Abstract

Cardiac proenkephalin (PENK) mRNA, methionine-enkephalin (ME) and leucine-enkephalin (LE) were determined from 2 days of age through senescence in Fisher 344 rats. Tissues were collected at 2 days, 2 weeks, 1, 2, 3, 7, 19, and either 22 or 27 months of age. Hearts were dissected, extracted and assaysed for ME and LE by radioimmunoassay (RIA) or for PENK mRNA by Northern blot analysis with a cDNA probe. Relative left ventricular (LV) PENK mRNA was low in 2 day animals and increased slowly between 2 weeks and 3 months of age. LV PENK mRNA then rose five to six-fold between 3 and 27 months of age. LV ME measurements were high in neonatal animals, declined to a nadir during development and then rose again as the animals matured and advanced in age. The pattern for right ventricular (RV) ME was similar. Atrial ME, also high at 2 days, declined thereafter and remained low. LE measurements in LV, RV and the atrial followed patterns similar to those described for ME. To evaluate for peptides contributed by cardiac nerves, 3, 7 and 22-month-old animals were acutely sympathectomized for 24 h with 6-hydroxydopamine.

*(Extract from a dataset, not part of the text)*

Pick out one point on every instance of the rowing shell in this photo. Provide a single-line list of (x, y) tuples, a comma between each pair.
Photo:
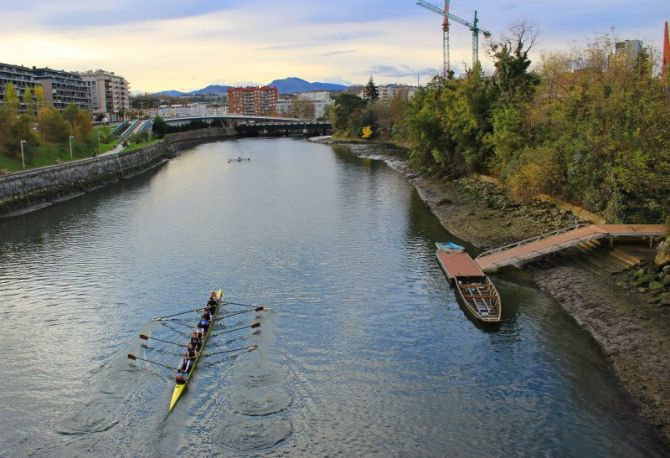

No decline in LV ME and LE was observed in the 6-hydroxydopamine treated animals. These data suggest several conclusions regarding mycardial enkephalinergic systems: (a) tissue enkephalin and PENK mRNA with advancing age, (b) tissue enkephalins may not strictly correlate with the relative abundance of PENK mRNA, and (c) most myocardial enkephalins are non-adrenergic in origin. The age-associated patterns in both PENK mRNA, ME and LE suggest that physiological, maturational or behavioral events between 3 and 7 months of age initiate the up-regulation and subsequent expansion of cardiac enkephalinergic systems.